A geringonças mágicas representam bem o avanço tecnológico de outras nações. Afinal, tecnologia é vista como magia por pessoas que sempre viveram sem acesso a nada além do básico à sobrevivência.

A solidariedade é sempre tocada na obra. O "herói" da trama é bem recebido por todos, sempre solícitos em lhe ajudar. E, na última cena da obra (ou melhor: na última fotografia do álbum) vemos como essa cultura é repassada. Todos se ajudam, até mesmo os animais, na intenção de criar uma nação a todos próspera. Não há como não associar essa chegada à imigração de europeus à América nas primeiras décadas do século XX. A triagem do imigrantes (inclusive os exames de saúde) nos remete à Ilha Ellis, nos Estados Unidos. E as grandes estátuas na chegada nos recordam a Estátua da Liberdade e diversos outros monumentos de países livres.

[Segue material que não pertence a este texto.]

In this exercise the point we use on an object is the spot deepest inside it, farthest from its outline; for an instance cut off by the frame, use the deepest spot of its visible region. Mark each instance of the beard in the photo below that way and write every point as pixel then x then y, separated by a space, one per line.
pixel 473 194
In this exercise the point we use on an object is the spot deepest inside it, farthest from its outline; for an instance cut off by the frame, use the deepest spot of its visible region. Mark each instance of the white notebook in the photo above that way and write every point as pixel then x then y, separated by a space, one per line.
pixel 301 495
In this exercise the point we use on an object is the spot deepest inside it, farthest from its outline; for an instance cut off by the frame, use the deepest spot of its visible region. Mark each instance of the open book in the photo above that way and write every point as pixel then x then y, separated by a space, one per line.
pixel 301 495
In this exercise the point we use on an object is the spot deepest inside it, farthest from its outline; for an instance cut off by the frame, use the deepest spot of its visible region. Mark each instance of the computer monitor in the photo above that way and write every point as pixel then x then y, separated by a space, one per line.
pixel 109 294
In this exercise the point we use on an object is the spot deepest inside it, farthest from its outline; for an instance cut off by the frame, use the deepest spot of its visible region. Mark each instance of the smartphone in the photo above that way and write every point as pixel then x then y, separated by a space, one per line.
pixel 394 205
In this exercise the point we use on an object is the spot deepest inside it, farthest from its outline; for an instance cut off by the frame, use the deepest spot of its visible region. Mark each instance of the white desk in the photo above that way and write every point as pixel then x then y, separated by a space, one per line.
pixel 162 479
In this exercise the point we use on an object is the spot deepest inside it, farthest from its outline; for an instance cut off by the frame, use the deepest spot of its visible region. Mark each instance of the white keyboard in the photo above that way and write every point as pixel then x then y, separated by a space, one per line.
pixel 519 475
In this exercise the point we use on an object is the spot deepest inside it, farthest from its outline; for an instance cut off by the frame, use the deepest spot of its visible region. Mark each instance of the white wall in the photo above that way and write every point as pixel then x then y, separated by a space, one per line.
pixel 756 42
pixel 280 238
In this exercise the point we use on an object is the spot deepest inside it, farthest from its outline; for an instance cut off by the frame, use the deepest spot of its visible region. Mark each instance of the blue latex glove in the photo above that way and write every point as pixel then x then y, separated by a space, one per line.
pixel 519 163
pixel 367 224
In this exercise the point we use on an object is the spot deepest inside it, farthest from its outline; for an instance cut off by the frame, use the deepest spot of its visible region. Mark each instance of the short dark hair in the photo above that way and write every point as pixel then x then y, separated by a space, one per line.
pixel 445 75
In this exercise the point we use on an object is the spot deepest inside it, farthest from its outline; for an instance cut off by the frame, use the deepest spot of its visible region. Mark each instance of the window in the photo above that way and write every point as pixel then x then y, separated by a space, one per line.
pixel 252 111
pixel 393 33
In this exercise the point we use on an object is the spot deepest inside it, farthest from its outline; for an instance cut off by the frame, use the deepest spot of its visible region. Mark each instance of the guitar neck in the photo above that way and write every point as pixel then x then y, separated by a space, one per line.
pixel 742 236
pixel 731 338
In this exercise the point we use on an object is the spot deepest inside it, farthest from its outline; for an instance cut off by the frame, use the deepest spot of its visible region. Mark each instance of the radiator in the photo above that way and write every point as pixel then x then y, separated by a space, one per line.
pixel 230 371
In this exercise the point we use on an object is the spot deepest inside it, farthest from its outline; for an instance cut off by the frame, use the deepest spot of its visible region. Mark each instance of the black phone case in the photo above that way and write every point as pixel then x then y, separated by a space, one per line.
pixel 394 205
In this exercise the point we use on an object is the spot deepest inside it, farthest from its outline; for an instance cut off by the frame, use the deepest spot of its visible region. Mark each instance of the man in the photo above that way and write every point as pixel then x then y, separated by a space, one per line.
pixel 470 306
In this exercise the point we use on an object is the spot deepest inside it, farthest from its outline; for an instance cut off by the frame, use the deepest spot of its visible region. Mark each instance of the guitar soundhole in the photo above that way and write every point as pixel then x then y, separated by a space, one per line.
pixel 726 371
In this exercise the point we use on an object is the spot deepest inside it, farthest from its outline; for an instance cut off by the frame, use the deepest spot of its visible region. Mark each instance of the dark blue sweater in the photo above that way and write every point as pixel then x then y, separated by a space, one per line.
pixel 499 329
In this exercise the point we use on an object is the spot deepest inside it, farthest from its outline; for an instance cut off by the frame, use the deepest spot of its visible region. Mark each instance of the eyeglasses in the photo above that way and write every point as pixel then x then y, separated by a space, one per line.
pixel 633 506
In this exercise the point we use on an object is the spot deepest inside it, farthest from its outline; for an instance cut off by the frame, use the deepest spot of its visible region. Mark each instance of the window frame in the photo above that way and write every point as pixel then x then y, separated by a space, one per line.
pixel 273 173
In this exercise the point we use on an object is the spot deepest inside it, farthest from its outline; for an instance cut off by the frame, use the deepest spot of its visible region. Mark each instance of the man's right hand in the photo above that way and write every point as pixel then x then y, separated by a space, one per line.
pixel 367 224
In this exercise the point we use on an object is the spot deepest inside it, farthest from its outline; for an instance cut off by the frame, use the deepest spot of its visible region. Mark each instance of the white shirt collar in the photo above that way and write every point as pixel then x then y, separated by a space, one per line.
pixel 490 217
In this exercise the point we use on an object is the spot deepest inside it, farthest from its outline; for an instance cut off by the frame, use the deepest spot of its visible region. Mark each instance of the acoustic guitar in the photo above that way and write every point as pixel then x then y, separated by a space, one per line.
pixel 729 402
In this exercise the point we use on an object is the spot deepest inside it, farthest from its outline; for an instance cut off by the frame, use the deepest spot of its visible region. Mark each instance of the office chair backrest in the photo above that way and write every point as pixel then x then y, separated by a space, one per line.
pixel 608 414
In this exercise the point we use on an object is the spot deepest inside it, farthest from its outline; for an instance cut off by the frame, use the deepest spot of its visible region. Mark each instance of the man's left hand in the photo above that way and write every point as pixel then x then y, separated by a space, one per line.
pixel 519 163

Aqui no blogue já comentei diversas obras "mudas". Acredito que o desafio máximo de qualquer quadrinista é elaborar algo assim. É um trabalho para poucos. Recomendo, sempre, esses ápices da narrativa gráfica, a exemplo de O Sistema, Pinóquio e obras de Gustavo Duarte, incluindo a mais recente Monstros!. Enfim, é isso. Li, gostei e queria recomendar a todos que gostam de boas HQs.